Will a pullback in $25 trillion global AI trade help Sensex shed its worst-performing tag?
The $25 trillion global AI trade has been the dazzling marquee act of financial markets, driving tech valuations to stratospheric heights—until recently. Now, with the Bloomberg AI Index slipping about 4% from its peak after a blistering 34% rise in three months, the AI party is showing signs of fatigue. While this pullback might spook some, it could ironically be the reset button Indian equities need to shake off their worst-performing tag. In a world obsessed with AI winners like the US and China, India’s market, less embedded in the AI boom and more weighted in traditional sectors, stands poised for a strategic relief rally if global risk appetites shift back to emerging markets.
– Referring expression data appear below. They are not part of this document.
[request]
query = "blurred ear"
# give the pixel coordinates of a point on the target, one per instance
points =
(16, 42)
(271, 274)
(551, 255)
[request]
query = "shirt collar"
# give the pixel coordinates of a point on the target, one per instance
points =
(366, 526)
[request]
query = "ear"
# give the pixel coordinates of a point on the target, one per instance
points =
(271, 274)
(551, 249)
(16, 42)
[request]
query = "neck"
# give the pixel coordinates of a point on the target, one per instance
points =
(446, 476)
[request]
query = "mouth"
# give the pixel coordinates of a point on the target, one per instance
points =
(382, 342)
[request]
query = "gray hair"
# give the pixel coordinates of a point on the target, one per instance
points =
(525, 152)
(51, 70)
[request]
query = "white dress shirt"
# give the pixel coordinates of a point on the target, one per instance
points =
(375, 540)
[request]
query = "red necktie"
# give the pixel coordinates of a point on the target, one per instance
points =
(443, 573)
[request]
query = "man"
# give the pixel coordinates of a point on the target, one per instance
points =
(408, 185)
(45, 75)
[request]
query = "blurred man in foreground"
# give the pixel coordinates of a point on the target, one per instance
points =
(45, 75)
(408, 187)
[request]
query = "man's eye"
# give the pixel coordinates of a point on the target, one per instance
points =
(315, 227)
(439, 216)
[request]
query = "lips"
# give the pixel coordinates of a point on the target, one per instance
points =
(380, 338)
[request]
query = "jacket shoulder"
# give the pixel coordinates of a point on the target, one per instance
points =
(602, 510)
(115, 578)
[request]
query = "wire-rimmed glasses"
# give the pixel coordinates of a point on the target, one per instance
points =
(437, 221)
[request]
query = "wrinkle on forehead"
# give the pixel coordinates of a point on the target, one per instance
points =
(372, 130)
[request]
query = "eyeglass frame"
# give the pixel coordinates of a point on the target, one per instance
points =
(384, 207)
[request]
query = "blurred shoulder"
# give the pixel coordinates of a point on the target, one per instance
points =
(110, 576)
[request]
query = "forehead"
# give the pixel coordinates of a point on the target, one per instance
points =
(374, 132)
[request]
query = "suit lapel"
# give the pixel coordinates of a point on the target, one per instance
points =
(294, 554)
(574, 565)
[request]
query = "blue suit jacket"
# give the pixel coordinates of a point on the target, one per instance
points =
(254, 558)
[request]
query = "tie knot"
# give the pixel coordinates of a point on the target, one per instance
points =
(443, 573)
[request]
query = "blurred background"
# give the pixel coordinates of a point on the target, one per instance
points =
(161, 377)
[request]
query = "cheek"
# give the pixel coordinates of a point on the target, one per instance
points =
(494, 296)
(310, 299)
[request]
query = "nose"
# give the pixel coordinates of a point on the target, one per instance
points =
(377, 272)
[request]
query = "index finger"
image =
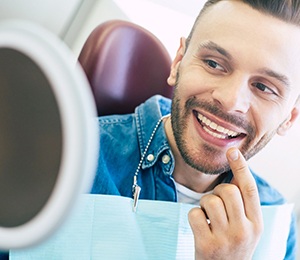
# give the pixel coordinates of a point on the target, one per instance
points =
(245, 181)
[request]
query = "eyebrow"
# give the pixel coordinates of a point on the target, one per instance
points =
(280, 77)
(210, 45)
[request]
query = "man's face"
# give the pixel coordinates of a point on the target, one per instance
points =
(236, 85)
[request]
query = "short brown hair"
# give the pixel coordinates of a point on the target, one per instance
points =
(286, 10)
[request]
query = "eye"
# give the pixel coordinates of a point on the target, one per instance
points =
(214, 65)
(262, 87)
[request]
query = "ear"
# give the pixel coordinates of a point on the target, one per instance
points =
(286, 125)
(176, 62)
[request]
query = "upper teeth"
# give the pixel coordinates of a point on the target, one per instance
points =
(220, 129)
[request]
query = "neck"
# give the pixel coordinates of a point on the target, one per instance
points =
(185, 174)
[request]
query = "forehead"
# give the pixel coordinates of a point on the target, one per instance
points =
(250, 35)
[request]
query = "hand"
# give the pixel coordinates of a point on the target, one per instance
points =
(234, 214)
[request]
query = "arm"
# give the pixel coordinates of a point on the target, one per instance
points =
(234, 214)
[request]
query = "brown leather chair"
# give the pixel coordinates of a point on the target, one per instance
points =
(125, 64)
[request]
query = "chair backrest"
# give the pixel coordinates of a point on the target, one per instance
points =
(125, 64)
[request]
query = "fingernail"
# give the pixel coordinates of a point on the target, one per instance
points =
(234, 154)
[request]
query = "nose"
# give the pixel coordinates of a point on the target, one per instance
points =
(233, 94)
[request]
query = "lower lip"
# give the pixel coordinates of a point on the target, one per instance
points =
(214, 140)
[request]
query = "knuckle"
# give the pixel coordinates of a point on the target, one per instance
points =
(228, 190)
(210, 201)
(250, 190)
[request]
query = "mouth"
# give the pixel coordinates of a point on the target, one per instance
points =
(217, 131)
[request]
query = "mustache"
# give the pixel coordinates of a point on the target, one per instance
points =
(216, 110)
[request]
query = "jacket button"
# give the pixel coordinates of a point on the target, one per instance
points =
(165, 159)
(150, 157)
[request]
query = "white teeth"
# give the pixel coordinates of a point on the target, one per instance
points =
(222, 132)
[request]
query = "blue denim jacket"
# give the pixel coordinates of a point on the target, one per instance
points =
(122, 143)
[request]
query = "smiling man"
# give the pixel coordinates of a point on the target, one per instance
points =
(236, 85)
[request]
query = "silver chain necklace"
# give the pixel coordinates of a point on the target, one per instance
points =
(136, 189)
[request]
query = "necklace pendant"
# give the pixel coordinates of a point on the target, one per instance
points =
(136, 195)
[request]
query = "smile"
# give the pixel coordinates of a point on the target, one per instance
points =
(216, 130)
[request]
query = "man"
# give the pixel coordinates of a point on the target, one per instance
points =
(236, 85)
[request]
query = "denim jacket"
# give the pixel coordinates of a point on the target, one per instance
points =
(123, 140)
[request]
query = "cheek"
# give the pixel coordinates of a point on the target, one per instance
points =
(266, 121)
(193, 83)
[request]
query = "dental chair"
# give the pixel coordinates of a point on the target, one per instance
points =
(125, 65)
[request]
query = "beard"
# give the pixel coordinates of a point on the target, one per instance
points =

Contextually, AI’s impact on global markets is massive and growing, with leading tech giants investing hundreds of billions and AI-related VC deals dominating transaction activity in 2025. However, India’s stock indices, such as the MSCI India Index, have lagged partly because India’s economy is currently underrepresented in the pure AI value chain compared to other major AI hubs. Analysts expect Indian corporate earnings to grow by 10% in FY26 and 17% in FY27, driven by sectors like financials, infrastructure, and consumption. If global investors cool on AI valuations, capital might rotate into markets like India, boosting the Sensex and helping it shed its laggard status in the global equity landscape.